Cost sharing of premium between the federal government and individual family units would be progressive and based upon income, similar to the federal income tax system. We can consider this cost sharing by family unit as additional tax, offset more or less by the elimination of self-paid health plans or the cost sharing with employer sponsored plans. To establish a base or reference point for progressive cost sharing, a base premium cost adjusted by family unit size and perhaps indexed by state would be set annually. State indexing would be beneficial because the cost of health care (driven by unit price and utilization differences), varies from state to state and insurer premiums reflect these differences. As family income rises, the family unit pays increasingly larger percentages of the base annual premium. If the family unit selects a health plan that costs more than the base amount, the family unit also pays the difference between the actual health plan costs and their share of the base plan premium. The reverse of this would also be true, allowing a family to reduce its premium cost share by selecting a health plan that costs less than the base. Those falling below certain income levels (essentially those eligible for Medicaid) would be fully subsidized. The amount of premium cost paid by the family unit could be withheld from employer wages or, with the self-employed or retired, paid with quarterly estimated tax.

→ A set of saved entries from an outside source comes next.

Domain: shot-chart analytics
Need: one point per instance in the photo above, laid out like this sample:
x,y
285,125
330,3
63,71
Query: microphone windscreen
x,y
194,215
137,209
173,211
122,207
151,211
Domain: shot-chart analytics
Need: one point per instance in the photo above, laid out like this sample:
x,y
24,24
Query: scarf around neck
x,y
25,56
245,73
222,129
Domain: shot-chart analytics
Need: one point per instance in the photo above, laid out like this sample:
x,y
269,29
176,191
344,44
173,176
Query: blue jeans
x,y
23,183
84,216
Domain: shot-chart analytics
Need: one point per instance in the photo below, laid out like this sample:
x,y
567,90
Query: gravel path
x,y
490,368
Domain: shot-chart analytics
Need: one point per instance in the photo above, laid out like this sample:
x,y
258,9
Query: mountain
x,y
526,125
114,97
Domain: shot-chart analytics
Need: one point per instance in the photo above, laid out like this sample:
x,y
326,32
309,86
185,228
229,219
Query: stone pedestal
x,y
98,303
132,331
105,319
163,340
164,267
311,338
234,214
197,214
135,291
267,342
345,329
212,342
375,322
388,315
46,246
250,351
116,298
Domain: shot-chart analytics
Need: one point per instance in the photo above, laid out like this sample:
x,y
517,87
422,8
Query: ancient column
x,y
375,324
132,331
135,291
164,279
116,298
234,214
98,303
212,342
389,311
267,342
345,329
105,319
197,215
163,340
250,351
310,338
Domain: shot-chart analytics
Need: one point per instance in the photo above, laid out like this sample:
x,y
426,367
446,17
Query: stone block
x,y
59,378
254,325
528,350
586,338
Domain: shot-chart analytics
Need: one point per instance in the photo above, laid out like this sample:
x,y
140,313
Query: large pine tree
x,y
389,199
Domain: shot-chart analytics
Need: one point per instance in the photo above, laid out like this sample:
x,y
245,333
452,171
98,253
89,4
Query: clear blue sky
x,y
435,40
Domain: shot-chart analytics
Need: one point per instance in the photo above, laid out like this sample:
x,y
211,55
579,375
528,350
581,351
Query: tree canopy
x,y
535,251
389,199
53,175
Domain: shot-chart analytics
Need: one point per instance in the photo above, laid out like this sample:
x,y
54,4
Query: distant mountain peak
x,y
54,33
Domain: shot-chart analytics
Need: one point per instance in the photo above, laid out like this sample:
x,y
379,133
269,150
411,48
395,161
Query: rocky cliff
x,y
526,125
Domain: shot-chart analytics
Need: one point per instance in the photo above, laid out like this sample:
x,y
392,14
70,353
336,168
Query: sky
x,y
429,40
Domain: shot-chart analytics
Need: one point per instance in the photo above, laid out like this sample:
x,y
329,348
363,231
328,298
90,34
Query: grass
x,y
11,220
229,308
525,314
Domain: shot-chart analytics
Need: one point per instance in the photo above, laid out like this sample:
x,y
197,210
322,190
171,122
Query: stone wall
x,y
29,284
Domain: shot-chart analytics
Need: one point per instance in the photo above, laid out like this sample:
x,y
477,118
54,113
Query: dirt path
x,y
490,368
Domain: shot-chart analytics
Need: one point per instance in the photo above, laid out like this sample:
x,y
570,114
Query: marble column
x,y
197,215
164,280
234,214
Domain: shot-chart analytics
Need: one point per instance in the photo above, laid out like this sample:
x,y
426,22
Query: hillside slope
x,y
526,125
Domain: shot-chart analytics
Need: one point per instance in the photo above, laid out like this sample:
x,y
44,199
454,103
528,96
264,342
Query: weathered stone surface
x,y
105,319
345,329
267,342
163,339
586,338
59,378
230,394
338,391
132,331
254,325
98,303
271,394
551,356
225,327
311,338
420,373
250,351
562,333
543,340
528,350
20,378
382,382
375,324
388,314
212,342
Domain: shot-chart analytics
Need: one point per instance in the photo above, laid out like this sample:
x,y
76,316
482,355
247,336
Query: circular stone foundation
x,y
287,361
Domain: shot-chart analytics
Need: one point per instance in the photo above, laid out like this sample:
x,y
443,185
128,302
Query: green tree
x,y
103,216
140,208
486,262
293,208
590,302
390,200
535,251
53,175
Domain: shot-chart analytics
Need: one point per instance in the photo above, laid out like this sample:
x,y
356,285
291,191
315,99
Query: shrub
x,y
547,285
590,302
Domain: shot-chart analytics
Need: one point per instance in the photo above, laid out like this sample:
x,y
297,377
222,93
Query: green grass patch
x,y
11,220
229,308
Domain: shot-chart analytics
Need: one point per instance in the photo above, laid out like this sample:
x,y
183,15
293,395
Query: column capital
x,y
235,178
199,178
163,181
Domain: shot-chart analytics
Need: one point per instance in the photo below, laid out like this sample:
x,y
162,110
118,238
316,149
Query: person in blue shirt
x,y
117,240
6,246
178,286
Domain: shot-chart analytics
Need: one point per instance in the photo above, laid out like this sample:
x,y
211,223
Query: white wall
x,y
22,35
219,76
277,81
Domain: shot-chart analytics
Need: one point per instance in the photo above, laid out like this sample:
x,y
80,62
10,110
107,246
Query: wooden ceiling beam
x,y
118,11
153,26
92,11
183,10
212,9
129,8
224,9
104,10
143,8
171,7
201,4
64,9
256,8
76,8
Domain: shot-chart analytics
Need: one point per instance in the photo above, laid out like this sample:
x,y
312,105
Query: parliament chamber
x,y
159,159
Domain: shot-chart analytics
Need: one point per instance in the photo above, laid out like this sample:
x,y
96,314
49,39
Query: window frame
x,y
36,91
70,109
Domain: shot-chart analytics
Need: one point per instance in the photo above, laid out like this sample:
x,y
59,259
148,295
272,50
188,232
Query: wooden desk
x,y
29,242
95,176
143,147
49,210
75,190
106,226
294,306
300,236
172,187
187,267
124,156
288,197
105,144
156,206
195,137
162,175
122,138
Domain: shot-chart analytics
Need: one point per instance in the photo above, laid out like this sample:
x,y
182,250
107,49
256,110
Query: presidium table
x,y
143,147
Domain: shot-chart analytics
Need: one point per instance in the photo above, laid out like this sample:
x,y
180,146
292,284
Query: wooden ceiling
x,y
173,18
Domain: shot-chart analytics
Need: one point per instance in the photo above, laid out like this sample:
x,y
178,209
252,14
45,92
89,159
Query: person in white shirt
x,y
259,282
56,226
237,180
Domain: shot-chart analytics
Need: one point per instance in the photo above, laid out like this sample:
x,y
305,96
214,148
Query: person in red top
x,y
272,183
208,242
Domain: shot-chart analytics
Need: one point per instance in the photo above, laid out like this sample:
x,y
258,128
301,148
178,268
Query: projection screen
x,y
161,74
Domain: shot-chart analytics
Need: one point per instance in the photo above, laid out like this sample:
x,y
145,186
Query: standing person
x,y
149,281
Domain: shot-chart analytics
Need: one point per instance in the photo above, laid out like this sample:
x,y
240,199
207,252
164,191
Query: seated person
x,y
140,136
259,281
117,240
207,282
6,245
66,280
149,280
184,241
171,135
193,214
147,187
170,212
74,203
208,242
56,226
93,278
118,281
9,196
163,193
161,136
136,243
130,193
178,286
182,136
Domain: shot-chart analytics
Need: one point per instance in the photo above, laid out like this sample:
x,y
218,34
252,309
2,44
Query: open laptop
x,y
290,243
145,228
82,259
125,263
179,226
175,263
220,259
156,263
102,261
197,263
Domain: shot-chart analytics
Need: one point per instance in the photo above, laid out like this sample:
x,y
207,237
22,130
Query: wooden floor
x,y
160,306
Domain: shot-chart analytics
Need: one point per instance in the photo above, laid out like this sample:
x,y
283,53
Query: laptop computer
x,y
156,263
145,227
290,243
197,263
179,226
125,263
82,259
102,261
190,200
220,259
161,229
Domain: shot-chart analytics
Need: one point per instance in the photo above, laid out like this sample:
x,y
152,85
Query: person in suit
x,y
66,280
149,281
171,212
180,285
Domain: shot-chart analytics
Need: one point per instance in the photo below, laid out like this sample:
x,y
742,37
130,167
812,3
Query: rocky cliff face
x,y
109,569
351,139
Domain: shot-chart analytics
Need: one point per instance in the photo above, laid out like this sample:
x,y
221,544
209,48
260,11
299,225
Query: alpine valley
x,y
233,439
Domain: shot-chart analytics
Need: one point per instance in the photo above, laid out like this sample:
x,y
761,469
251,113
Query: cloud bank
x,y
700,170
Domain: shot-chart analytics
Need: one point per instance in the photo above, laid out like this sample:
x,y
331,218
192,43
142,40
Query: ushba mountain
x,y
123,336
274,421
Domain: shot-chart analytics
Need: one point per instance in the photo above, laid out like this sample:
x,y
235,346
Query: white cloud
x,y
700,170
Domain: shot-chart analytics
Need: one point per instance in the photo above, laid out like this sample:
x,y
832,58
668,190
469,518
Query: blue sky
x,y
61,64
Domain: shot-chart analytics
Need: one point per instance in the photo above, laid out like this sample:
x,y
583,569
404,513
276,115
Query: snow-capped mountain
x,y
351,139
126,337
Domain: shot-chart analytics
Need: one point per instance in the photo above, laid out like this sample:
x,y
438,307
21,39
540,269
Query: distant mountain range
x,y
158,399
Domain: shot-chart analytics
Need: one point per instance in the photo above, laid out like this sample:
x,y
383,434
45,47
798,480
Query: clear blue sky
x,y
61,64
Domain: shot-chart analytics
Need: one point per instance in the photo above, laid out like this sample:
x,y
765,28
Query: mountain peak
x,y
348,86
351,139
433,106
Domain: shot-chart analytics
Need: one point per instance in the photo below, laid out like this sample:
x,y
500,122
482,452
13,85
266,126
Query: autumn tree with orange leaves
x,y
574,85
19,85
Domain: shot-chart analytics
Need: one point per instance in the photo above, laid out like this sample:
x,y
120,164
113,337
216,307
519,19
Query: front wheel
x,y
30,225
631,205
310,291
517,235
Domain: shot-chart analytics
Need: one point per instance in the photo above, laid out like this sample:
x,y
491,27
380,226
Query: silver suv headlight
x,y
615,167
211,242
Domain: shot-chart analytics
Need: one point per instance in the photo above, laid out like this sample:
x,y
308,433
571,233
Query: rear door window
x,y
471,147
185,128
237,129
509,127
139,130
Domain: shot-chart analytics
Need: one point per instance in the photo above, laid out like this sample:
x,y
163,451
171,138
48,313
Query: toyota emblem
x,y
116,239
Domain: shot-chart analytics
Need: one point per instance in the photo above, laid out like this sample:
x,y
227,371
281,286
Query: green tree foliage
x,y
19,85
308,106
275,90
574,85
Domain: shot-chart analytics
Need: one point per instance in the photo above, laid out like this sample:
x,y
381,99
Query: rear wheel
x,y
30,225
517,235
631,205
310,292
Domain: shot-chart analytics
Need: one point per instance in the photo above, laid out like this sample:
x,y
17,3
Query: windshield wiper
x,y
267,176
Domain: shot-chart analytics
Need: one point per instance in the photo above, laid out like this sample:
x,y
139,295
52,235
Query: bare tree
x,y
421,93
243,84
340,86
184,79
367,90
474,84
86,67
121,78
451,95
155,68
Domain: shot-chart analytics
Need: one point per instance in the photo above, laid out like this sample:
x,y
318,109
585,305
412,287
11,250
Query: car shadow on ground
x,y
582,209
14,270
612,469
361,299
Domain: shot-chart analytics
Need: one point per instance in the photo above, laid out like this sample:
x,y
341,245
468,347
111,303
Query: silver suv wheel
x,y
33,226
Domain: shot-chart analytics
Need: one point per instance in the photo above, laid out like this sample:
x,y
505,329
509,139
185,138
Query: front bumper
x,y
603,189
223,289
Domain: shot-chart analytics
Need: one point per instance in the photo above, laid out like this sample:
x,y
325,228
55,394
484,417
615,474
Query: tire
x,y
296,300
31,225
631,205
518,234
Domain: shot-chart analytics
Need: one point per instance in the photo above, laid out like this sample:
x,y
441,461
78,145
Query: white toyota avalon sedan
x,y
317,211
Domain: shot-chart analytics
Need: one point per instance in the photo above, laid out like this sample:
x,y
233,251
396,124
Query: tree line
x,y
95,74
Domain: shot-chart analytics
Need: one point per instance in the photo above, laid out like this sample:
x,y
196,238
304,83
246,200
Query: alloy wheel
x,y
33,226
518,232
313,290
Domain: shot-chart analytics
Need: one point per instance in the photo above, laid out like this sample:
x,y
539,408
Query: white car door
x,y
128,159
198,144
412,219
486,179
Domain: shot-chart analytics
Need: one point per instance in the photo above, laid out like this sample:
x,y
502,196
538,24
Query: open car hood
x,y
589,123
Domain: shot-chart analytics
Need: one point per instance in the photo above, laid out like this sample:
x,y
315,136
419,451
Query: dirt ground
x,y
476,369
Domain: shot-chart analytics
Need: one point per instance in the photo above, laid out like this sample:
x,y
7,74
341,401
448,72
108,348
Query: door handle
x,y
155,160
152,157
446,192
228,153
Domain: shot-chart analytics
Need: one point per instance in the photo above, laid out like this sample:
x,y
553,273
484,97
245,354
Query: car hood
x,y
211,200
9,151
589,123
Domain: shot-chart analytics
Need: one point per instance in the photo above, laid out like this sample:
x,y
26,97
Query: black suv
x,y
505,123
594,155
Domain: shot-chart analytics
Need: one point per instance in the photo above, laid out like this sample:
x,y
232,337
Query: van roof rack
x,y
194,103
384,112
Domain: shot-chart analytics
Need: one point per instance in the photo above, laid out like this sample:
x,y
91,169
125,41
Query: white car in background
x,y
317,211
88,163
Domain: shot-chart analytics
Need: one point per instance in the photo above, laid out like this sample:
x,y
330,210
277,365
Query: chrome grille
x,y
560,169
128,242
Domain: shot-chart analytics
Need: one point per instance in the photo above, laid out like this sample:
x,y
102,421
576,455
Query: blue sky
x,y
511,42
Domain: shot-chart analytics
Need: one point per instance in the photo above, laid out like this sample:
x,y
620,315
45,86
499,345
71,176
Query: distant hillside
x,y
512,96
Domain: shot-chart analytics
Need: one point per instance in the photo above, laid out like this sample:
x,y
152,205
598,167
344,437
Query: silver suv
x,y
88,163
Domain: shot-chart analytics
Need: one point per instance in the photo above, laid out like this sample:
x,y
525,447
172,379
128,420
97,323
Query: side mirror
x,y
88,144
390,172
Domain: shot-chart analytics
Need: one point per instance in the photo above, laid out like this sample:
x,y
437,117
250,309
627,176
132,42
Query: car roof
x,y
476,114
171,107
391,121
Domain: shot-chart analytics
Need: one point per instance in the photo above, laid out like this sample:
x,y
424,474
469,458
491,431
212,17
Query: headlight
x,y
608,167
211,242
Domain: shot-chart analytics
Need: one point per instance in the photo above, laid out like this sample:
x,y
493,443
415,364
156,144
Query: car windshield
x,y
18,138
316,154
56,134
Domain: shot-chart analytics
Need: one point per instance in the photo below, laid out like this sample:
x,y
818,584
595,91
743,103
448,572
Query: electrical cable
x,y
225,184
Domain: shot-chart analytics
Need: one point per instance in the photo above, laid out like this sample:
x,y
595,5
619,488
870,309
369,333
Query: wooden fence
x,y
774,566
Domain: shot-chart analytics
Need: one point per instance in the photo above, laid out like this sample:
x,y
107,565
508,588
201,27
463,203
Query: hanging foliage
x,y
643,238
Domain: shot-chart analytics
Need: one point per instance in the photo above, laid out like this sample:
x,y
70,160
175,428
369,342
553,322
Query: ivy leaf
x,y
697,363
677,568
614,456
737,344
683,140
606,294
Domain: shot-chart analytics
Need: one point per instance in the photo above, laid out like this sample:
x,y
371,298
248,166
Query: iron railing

A true national plan could eventually replace the existing Medicare, Medicaid and VA health care programs. What would the plan cost? There are an infinite number of answers. First, 47 million uninsured Americans would have coverage and that won’t come cheap. More importantly, with all corporations and individuals contributing to the cost through a progressive taxation concept, the cost will vary according to the aggregate cost profile of the benefit plans selected and the percentage of the cost absorbed by government. What I find particularly appealing in this national plan is that it establishes a direct link between voters and their elected federal officials in appropriately prioritizing universal health care in the federal budget, and that is how it should be. With employers in the middle of health care coverage selection and premium cost sharing decisions, this linkage does not exist today.

Jim Cameron is a retired health care executive who resides in Eagle-Vail. During his 37 year career he served in various managerial capacities with Kaiser Permanente, Gates Corporation, CIGNA, Humana and Quest Diagnostics among others.